AI boom fuels record memory-chip profits, but cyclical risks loom

Major memory-chip manufacturers are experiencing an unprecedented surge in profitability driven by runaway artificial intelligence demand, according to a Wall Street Journal report published on Saturday.
Micron Technology Inc (NASDAQ:MU), which recorded its largest-ever corporate loss just three years ago, is currently forecast to become the sixth-most profitable stock in the United States.
The company’s projected earnings over the next 12 months are estimated at just under $100 billion, surpassing the anticipated net incomes of both Meta Platforms Inc and Berkshire Hathaway Inc.
The rapid financial turnaround extends across the broader memory sector, positioning rivals Samsung Electronics Co Ltd and SK Hynix Inc in the sweet spot of the global semiconductor manufacturing cycle.
The surging prices and profits for high-bandwidth memory (HBM) chips have prompted Wall Street analysts to repeatedly upgrade the broader S&P 500 earnings outlook.
Analysts are simultaneously elevating the two South Korean stocks to drive their domestic market as the world’s best-performing equity venue this year.
The underlying economics of the memory-chip industry remain structurally bound to heavy capital expenditure cycles, requiring significant time horizons to construct fabrication plants.
High fixed operational costs typically encourage producers to run completed facilities at maximum capacity, historically creating situations where eventual excess supply pushes down market prices and plunges corporate profits, as seen during the 2022–2023 downturn.
Current high profitability has already triggered aggressive expansions, with Micron committing $150 billion to build or expand manufacturing facilities across New York, Idaho, and Virginia alongside new infrastructure rollouts in South Korea.

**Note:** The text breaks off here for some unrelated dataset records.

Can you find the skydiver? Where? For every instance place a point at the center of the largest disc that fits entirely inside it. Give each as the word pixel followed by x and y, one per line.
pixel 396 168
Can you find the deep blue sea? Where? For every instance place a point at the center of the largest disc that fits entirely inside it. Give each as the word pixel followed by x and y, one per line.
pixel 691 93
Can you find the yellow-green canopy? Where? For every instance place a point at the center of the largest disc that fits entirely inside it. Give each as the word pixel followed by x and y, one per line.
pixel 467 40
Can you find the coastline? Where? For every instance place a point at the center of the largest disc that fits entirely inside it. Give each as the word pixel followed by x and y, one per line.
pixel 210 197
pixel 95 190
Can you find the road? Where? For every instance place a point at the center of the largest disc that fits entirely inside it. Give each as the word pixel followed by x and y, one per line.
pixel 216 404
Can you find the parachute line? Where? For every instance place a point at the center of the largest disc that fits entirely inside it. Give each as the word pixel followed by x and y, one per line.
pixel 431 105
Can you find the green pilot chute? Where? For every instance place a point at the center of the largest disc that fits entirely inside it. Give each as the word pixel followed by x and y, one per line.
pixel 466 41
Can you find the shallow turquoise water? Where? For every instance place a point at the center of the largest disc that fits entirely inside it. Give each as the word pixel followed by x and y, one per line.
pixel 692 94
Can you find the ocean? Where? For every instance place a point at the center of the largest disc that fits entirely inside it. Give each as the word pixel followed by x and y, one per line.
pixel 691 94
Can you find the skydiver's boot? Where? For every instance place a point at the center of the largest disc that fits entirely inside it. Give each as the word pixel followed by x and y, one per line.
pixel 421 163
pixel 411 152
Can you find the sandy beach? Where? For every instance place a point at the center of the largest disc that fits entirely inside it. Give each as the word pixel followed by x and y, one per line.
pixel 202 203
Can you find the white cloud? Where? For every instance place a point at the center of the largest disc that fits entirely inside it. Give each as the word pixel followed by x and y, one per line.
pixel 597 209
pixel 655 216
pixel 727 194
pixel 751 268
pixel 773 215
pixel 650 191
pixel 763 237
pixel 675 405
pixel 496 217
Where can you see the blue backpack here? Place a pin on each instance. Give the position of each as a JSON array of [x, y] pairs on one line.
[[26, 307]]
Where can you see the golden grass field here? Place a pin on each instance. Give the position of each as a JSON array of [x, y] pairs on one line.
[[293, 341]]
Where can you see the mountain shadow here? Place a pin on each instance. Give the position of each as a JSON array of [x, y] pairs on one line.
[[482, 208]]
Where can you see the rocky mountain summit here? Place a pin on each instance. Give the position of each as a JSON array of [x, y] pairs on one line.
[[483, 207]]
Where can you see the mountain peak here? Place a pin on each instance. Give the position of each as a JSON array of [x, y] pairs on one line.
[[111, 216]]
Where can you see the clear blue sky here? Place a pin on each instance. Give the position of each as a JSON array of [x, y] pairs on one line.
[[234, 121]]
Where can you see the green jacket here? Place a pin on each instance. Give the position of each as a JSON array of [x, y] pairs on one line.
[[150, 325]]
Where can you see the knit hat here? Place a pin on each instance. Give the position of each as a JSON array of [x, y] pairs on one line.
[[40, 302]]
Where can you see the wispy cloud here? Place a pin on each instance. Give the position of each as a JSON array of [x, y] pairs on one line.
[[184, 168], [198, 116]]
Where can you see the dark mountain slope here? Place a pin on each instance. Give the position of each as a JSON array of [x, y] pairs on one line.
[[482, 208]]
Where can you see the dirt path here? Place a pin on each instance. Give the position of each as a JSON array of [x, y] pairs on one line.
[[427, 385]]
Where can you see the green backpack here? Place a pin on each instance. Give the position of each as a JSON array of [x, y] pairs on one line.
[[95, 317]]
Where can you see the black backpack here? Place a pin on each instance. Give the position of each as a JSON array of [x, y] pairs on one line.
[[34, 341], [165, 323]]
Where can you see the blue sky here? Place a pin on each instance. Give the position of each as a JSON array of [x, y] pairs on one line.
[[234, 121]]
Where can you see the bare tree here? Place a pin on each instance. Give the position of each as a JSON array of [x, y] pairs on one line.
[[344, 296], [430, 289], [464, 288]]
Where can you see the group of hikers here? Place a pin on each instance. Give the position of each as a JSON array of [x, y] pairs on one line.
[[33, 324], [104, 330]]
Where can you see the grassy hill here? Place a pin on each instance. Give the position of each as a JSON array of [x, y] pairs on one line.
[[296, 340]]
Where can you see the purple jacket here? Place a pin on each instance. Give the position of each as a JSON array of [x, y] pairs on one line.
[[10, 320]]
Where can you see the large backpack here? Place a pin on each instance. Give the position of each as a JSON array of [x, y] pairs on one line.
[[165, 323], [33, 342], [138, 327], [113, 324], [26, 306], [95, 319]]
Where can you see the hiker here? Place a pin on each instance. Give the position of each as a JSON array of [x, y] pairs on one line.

Despite the stock trading at under 10 times forward earnings, making it the third-cheapest stock in the S&P 500 relative to future profits earlier this month, historical cycles show that low valuations frequently occur at the absolute peak of the chip cycle.
During the last downturn in 2022, Micron stock peaked at a forward price-to-earnings (P/E) ratio of nine times before losing half its equity value that year.
Technological advancements could make large language models far more efficient, structurally reducing the raw volume of physical memory required by data centers.
Further expanding sector capacity, recent hardware entrant Cerebras Systems Inc raised $5.55 billion in its initial public offering on Thursday, with its shares more than doubling on its first day of public trading.